Amandemen Kelima Untuk Rumuskan UUD Ber ‘DNA’ Pancasila

UUD 1945 yang asli juga asistemik karena sub-sub sistem kenegaraan di dalamnya belum saling terkait dan bersinergi. Model GBHN yang diterapkan, hanya mungkin diterapkan dalam negara dengan satu partai seperti negara komunis, tidak sesuai untuk negara demokrasi dengan pemilu yang berpotensi mengganti rezim berkuasa.

Lebih nyata lagi pada UUD hasil empat kali amandemen. Tanpa perubahan platform kenegaraan dari otoriter ke demokrasi, jiwa dan semangat otoriter serta rumusan batang tubuh yang akonstitutif dan asistemik tetap berlanjut. Amanatnya justru sering saling bertentangan antar lembaga negara.

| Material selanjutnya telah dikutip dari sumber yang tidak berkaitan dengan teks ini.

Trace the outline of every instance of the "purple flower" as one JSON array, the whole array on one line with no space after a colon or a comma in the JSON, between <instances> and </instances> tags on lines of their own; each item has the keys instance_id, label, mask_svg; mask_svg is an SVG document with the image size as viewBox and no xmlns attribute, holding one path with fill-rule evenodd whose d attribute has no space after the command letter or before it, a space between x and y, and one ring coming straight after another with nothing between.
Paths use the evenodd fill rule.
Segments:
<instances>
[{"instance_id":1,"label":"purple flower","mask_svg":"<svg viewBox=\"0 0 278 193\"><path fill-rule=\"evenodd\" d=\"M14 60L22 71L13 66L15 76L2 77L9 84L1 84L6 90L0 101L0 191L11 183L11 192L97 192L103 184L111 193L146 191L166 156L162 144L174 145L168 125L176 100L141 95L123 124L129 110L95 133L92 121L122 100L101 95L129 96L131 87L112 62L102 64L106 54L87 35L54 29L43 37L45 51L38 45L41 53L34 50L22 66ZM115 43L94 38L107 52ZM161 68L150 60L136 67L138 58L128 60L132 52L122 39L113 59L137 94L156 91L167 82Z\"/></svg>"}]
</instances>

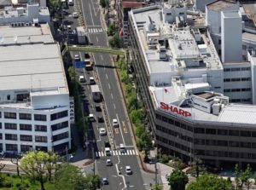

Hal ini terlihat pada sistem demokrasi, di mana Pemilihan Presiden dilakukan langsung oleh rakyat (sistem presidensial), namun DPR dirancang seperti model parlementer. DPR menjadi wakil partai, bukan wakil rakyat, yang seharusnya menciptakan kondisi “chek and balance” dalam sistem presidensial. Partai yang ada sekarang tidak lagi menjadi wadah perjuangan orang-orang se-ideologi, melainkan digunakan untuk karir politik individu tertentu.

UUD Ber-DNA Pancasila: Solusi untuk Masa Depan Dengan kondisi moral elit bangsa yang kumuh dan pengelolaan negara yang buruk, sebagian elit sibuk mengusulkan penataran kembali P-4, seolah hafal nilai-nilai Pancasila akan menjamin moral mulia. Sebagian lain mengusulkan kembali ke UUD 1945 yang asli, seakan tidak memahami bahwa UUD tersebut bukan hasil elaborasi nilai-nilai luhur Pancasila.

Penerapan UUD 1945 yang asli selama lebih dari 35 tahun menunjukkan ketidakmungkinan mewujudkan tujuan dan cita-cita NKRI. Bung Karno telah mengamanatkan penyusunan UUD yang lebih sempurna pada sidang PPKI tanggal 18 Agustus 1945, yaitu UUD yang mengelaborasi nilai-nilai Pancasila dan ber-DNA Pancasila.

UUD yang disusun harus konstitutif dan sistemik, berupa alat yang jelas dan pasti sebagai hukum dasar yang dijabarkan dalam UU dan turunannya. Validitasnya harus teruji baik secara teori maupun praktek negara lain. Hanya dengan demikian, 270 juta lebih rakyat Indonesia tidak lagi menjadi “kelinci percobaan” gagasan elit bangsa.

Penyusunan UUD ini harus dilakukan oleh ahli dalam lembaga independen, bukan partisan, sehingga “Dipimpin oleh Hikmah Kebijaksanaan” dapat terwujud. Pengesahan tetap dilaksanakan oleh MPR RI sebagai lembaga berwenang.